La critique du sixième sens

Ce fut certainement une bonne année pour les succès surprises. Tout d'abord, The Matrix kung-fu a coupé le box-office avant que quiconque ne puisse se moquer de l'idée que Keanu Reeves revienne comme une piste crédible. Puis La Momie a prouvé que la bêtise ne devrait pas être un obstacle au succès. Et, plus récemment, le projet Blair Witch est soudainement passé d'un choc sans budget à un phénomène mondial. C'est maintenant au tour du lanceur de fantômes atmosphérique de M Night Shyamalan, The Sixth Sense.





Mais qui aurait pensé qu'un thriller mettant en vedette Bruce Willis en tant que psychologue pour enfants pourrait devenir un succès de 200 millions de dollars (à ce jour) ? Après ses derniers coups de poignard tâtonnés pour jouer un type de médecin intelligent (Color Of Night) et partager le temps d'écran avec un garçon troublé (Mercury Rising), on pourrait penser que The Sixth Sense serait le baiser de la mort. Heureusement, il a finalement réussi une performance décente sans action en tant que Crowe vulnérable et imparfait, un homme dont la dépression l'a laissé étourdi et détaché, non seulement de sa femme (Williams), mais du monde entier qui l'entoure.
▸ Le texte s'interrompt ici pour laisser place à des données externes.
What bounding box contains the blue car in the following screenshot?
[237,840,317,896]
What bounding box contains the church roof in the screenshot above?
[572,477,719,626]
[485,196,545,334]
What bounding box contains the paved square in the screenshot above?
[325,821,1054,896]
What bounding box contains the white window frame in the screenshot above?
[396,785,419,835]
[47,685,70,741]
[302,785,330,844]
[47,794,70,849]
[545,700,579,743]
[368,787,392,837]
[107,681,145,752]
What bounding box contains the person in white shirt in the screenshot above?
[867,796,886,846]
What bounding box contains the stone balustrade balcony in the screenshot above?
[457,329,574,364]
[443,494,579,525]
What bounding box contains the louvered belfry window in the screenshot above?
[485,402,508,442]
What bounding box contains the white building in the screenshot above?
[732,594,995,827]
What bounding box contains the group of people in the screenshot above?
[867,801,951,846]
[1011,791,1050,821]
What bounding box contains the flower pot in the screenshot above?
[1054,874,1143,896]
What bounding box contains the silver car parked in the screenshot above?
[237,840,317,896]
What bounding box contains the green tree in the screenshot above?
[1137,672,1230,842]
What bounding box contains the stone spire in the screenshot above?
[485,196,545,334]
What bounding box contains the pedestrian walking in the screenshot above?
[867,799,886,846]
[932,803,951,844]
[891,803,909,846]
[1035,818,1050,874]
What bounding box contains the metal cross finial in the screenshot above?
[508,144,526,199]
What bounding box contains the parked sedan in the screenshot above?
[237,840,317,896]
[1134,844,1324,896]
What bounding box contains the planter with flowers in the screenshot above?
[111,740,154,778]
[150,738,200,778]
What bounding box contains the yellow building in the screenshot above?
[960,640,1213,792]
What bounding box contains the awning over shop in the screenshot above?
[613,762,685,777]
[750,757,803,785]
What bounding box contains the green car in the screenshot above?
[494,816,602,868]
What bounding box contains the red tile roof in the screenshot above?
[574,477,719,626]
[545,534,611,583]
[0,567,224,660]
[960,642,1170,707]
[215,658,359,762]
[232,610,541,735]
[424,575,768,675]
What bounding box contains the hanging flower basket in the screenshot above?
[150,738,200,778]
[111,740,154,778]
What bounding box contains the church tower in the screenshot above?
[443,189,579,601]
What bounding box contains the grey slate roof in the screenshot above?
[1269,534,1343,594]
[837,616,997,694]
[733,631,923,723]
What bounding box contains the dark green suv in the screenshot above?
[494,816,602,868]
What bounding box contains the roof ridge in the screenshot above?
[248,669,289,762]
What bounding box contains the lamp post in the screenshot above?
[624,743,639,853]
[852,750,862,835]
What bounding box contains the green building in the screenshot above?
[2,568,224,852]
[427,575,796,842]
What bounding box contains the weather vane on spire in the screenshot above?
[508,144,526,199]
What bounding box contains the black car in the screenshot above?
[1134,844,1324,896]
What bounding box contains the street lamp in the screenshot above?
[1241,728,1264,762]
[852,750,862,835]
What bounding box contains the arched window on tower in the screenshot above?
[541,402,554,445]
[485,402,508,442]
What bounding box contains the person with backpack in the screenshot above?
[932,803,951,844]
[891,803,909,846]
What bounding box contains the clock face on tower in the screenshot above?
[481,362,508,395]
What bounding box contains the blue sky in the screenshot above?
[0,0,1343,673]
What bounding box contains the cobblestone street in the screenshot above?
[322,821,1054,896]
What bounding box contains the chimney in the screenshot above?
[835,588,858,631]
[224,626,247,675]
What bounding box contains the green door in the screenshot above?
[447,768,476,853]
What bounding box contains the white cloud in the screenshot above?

Pourtant, la position du nom de Willis sur la liste des acteurs est un peu trompeuse, car il n'est pas vraiment le personnage principal. Le sixième sens se concentre principalement sur le garçon Cole qui ne veut tout simplement plus 'avoir peur'. Alors que le rôle n'exige guère que l'enfant acteur Haley Joel Osment aille jusqu'aux extrêmes que Linda Blair est allé pour L'exorciste, Osment offre toujours une performance d'une intensité troublante. Il est frêle et à la peau grise, avec un visage déchiré, chuchotant ses répliques d'une petite voix rauque. Il n'y a pas de concessions mignonnes ici: vous n'avez aucun problème à croire qu'il souffre de visites de femmes au foyer meurtries et découpées, d'adolescents qui se sont fait sauter la cervelle et de diverses autres apparitions macabres.

Comme L'Exorciste, ce n'est pas vraiment un choc éclaboussé de gore, mais plutôt un dérangement subconscient à combustion lente. La plupart des frissons sont enracinés dans les peurs de l'enfance de ce monde sombre, dangereux et obscur en dehors de la sécurité de vos propres draps. Bien que pour Cole, les spectres soient très réels - du moins, ils ont l'air très réels. Il n'est cependant pas exact de décrire cela comme une 'horreur'. Malgré les chocs, il n'y a pas de méchant ou de croque-mitaine surnaturel et pas de lutte pour la survie contre une force terrifiante. L'histoire est simplement une enquête sur le problème de Cole, Crowe essayant de déterminer si le garçon est véritablement psychique ou simplement fou.



Par conséquent, il est plutôt rythmé par endroits, manquant d'une forte poussée dramatique, oscillant entre les épreuves de Cole alors qu'il se heurte à sa mère et la descente de Crowe dans la dépression alors qu'il s'éloigne de sa femme. Mais, juste au moment où vous commencez à vous demander exactement de quoi il s'agit, Shyamalan change de vitesse avec un acte final merveilleusement conçu qui récompense la patience. En effet, en quittant le cinéma, non seulement vous pardonnerez au film ses moments plus lents, mais vous aurez probablement l'intention d'aller le revoir...

Un thriller superbement effrayant avec un virage étonnamment subtil de Mr Hit-And-Miss Willis et une excellente performance du nouveau venu Osment. Intense et véritablement obsédant, c'est un visionnage obligatoire pour quiconque aime être effrayé.